Framework positions coordination as context partitioning problem—which agent gets which information, when synchronization occurs, how task state persists across agent boundaries.

Beyond Prompting: The Power of Context Engineering

Defines context as 'everything an LLM can see' and frames it as architectural decision, not wording optimization. This breadth implies systematic composition across components, not single-prompt thinking.


Problem Decomposition Clarity as Coordination Prerequisite

Multi-agent architectures fail not from poor coordination algorithms but from unclear problem decomposition. You cannot design effective context handoffs until you've precisely defined what sub-problem each agent owns and what success criteria apply to each boundary.

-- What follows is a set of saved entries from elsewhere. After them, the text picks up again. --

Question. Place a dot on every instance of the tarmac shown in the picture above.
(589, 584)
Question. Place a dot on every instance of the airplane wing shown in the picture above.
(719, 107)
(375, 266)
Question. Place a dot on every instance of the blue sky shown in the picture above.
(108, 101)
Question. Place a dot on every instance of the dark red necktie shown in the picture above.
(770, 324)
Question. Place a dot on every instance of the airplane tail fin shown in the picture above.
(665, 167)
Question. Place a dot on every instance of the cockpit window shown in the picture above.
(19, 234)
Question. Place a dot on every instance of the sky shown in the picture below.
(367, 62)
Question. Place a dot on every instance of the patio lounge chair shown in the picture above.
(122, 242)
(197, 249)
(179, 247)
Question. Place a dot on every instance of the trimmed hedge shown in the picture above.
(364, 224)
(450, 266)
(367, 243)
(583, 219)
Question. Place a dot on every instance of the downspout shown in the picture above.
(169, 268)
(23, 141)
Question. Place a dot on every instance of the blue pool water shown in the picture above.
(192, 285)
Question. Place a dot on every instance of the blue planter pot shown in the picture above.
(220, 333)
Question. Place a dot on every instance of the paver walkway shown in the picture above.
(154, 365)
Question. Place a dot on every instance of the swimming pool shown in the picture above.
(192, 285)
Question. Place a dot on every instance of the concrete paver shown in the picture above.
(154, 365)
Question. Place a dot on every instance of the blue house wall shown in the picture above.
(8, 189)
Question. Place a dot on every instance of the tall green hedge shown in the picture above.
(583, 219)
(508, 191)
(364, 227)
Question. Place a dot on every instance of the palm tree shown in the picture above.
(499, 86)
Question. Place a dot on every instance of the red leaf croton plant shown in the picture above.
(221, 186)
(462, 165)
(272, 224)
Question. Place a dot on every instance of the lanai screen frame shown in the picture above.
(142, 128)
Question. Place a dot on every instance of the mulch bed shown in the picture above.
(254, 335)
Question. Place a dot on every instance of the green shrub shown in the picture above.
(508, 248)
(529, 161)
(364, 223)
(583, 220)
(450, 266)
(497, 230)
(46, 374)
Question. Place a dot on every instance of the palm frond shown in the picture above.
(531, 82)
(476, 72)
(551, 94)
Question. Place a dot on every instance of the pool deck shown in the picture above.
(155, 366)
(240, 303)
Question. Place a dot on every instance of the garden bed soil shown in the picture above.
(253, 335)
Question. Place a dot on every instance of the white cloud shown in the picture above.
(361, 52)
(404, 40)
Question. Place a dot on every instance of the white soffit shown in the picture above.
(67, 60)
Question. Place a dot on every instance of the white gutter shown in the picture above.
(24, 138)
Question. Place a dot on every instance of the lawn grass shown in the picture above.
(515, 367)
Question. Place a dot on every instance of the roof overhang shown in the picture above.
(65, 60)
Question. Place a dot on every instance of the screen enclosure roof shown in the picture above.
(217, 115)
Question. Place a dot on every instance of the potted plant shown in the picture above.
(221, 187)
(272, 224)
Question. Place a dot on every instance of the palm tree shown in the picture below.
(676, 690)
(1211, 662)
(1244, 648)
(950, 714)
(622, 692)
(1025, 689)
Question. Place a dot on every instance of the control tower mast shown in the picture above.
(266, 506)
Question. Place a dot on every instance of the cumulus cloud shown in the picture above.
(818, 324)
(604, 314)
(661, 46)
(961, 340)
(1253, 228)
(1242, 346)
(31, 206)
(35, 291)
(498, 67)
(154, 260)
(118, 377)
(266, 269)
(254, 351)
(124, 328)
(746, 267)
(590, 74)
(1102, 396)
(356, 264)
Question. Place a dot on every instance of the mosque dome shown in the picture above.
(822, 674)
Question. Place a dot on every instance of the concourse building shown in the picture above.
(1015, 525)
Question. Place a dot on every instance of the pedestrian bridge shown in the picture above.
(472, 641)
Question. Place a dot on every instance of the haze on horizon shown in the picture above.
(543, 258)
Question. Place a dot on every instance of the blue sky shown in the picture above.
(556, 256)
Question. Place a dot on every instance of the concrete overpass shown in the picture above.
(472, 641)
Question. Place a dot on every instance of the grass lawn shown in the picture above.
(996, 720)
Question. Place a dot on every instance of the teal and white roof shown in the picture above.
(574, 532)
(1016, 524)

Before building multi-agent orchestration, write a one-page problem decomposition document. For each proposed agent, answer: (1) What specific decision or task does this agent own? (2) What is the success criterion for its output? (3) What minimum context does it need? (4) Who consumes its output? If you cannot answer these crisply, your coordination layer will fail regardless of framework choice.
Multi-Agent AI: Why 'God Mode' LLMs Are Dead

Describes multi-agent design requiring clear problem decomposition—what sub-problems does each agent own, how does orchestrator decide which agent acts next. Coordination depends on problem clarity.

Context-as-Interface Pattern for Multi-Consumer Intelligence

The same structured context object can serve both human collaborators and AI agents when designed as an interface rather than documentation. This dual-purpose design compounds value: better human clarity automatically improves AI output quality, creating a forcing function for precision.

Audit one high-stakes workflow where both humans and AI agents consume the same information (e.g., requirements docs, API specs, design systems). Restructure it as a machine-readable interface with explicit schema. Add structured annotations that serve both audiences. Measure: Does human onboarding time decrease? Does AI output quality improve? This validates the dual-purpose design.
Why You Should Care About Design Context

Design system structure, naming conventions, and annotations serve as interface between design intent and code generation. The same context payload satisfies human developers and AI agents. Quality of context directly correlates with output quality for both.